Tous ces travaux ont fait l’objet de très nombreux mémoires, mais l’œuvre de prédilection de Des Cloizeaux était ce Manuel de Minéralogie, malheureusement inachevé, qui n’a pas tardé à devenir le livre de chevet des minéralogistes du monde entier. Il y a réuni avec ses qualités maitresses de précision, sa conscience toujours en éveil, sa loyauté scientifique impeccable, les constantes cristallographiques, optiques et chimiques de tous les minéraux connus, les indications sur leur gisement, y ajoutant à chaque page une somme prodigieuse d’observations personnelles.
Des Cloizeaux était un minéralogiste complet ; aucun recoin de sa science ne lui était étranger.

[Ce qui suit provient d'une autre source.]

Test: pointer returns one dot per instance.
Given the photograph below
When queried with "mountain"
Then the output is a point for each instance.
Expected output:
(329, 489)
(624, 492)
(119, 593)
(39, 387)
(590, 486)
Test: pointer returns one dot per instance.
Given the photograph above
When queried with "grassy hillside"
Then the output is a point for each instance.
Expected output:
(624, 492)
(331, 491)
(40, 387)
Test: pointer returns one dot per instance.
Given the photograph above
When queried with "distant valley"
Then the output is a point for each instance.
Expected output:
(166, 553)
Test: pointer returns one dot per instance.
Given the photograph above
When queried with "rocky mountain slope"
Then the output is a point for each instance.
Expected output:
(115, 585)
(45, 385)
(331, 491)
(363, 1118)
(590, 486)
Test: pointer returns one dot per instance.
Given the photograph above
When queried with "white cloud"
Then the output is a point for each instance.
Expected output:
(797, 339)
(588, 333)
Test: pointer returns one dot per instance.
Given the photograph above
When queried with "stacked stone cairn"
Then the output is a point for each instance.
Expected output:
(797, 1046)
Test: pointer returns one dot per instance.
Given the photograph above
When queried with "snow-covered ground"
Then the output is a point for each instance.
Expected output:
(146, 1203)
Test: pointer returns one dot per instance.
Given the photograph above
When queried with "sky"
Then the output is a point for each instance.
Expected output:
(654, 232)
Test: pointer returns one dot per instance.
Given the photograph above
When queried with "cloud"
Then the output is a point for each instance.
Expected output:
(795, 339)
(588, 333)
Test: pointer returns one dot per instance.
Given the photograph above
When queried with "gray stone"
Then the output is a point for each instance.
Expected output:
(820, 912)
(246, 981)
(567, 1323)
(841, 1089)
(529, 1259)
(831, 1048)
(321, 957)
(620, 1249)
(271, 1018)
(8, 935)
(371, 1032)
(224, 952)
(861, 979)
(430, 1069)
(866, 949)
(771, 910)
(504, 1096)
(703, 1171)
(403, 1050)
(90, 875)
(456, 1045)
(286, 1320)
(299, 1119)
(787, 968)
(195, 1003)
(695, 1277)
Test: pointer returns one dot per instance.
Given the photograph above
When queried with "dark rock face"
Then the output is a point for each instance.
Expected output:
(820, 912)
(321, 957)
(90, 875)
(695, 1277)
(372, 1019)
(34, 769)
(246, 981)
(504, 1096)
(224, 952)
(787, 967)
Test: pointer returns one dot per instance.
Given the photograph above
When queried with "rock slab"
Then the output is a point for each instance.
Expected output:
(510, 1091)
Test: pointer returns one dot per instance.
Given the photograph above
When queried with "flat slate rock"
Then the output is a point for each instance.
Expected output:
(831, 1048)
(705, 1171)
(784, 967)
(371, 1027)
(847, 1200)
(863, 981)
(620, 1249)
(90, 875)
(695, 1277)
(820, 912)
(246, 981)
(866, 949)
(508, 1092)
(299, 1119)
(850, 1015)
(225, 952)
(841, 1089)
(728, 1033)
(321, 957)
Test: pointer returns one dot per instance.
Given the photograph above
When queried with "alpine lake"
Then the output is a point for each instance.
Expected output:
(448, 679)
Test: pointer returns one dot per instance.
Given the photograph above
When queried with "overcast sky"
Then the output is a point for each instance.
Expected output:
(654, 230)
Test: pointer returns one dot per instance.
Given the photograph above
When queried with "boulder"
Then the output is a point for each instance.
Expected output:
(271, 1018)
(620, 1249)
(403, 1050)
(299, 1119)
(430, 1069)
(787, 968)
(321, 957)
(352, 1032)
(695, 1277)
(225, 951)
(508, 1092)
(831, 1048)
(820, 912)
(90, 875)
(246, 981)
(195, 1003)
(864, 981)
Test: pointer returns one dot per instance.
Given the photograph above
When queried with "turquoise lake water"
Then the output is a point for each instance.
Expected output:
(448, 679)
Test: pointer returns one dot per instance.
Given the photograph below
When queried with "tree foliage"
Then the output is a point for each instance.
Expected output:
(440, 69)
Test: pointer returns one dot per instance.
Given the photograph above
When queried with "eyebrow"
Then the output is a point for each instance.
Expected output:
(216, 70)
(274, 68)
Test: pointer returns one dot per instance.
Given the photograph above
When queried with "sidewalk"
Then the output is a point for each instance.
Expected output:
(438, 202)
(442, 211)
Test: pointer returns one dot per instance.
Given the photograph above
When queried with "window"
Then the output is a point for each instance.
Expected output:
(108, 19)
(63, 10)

Il rejetait la conception d’une minéralogie étroitement limitée à des recherches de cabinet : à ses yeux, l’histoire physique et chimique des minéraux était intimement liée à celle de leur histoire naturelle. Aussi, était-il devenu un voyageur intrépide : tous les grands gisements minéraux d’Europe lui étaient connus de l’Islande à l’Oural, et ses longues pérégrinations, ses nombreuses études sur le terrain n’avaient pas peu contribué à faire de lui une autorité incontestée pour tout ce qui touche à la science minéralogique.
Des Cloizeaux avait successivement rempli diverses fonctions dans l’enseignement ; répétiteur à l’École Centrale en 1843, maître de conférences à l’École Normale en 1857, il avait suppléé Delafosse à la Sorbonne de 1873 à 1876 et l’avait remplacé au Muséum, en 1876. Mais, ses goûts l’entraînaient beaucoup plus vers les recherches solitaires que vers l’enseignement dans l’amphithéâtre. C’est dans son cabinet qu’il était vraiment lui-même, véritable bénédictin d’une puissance de travail extraordinaire, ardent à l’œuvre, ne prenant jamais que le repos imposé par la maladie, toujours à l’affût de quelque nouvelle recherche à entreprendre. Aussi, bien que sa réputation fût universelle et incontestée partout où il existe un minéralogiste, était-il peu connu du grand public, auprès duquel il négligeait de faire valoir ses travaux,
Les honneurs étaient venus le trouver dans sa retraite ; élu à l’Académie des Sciences en 1869, il en devint le président en 1889. La Société Royale de Londres, la plupart des grandes Académies et Sociétés scientifiques étrangères le comptaient au nombre de leurs membres ; il avait, en 1889, reçu la rosette d’officier de la Légion d’honneur.
Des Cloizeaux laisse, avec une œuvre considérable, le grand et fortifiant exemple d’une vie exclusivement remplie par le culte désintéressé et passionné de la science.
A. Lacroix, Professeur de Minéralogie au Muséum.